Pak Wiryo mulai menyadari kebenaran dalam kata-kata Jaka. "Terima kasih, Jaka. Aku tidak pernah berpikir seperti itu sebelumnya."
Sejak hari itu, Pak Wiryo mulai belajar untuk menerima kenyataan dengan lapang dada. Ia mengikuti jejak Jaka, kembali ke kehidupan sederhana dan lebih menghargai nikmat-nikmat kecil yang ada di sekitarnya. Mereka berdua sering bertemu, berbagi cerita, dan saling menguatkan satu sama lain.
Waktu terus berjalan, dan desa itu pun berubah. Namun, persahabatan antara Jaka dan Pak Wiryo tetap kuat. Mereka telah melalui banyak hal bersama, dan keduanya menemukan bahwa kekayaan sejati tidak diukur dari harta benda, melainkan dari hati yang selalu bersyukur.

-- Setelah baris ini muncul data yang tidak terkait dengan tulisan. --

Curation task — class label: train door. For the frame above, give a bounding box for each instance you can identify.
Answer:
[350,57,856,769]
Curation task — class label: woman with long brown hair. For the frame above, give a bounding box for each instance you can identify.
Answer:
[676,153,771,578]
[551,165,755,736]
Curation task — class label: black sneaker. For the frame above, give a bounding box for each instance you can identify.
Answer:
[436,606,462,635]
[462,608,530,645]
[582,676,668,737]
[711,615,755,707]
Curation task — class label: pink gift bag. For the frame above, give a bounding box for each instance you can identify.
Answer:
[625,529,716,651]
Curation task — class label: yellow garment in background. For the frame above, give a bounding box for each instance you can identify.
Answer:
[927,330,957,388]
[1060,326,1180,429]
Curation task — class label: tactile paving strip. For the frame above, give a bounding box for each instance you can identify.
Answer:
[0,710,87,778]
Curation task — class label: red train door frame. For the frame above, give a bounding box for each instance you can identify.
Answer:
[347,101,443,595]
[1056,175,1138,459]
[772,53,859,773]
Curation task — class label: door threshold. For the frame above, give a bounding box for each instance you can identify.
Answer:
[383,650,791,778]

Di penghujung hidupnya, Jaka kembali merenung di bawah pohon besar tempat ia pernah menemukan peti emas itu. Kini, ia tahu bahwa emas itu hanyalah ujian dari Tuhan, untuk melihat apakah ia bisa menjaga hatinya tetap bersyukur. Dan ia tahu, bahwa ia telah lulus dari ujian itu.
Dengan senyum di wajahnya, Jaka mengucapkan doa terakhirnya, "Ya Tuhan, terima kasih atas segala nikmat yang telah Engkau berikan kepadaku. Maka nikmat Tuhan manakah yang aku dustakan? Aku tidak akan pernah mendustakan nikmat-Mu lagi."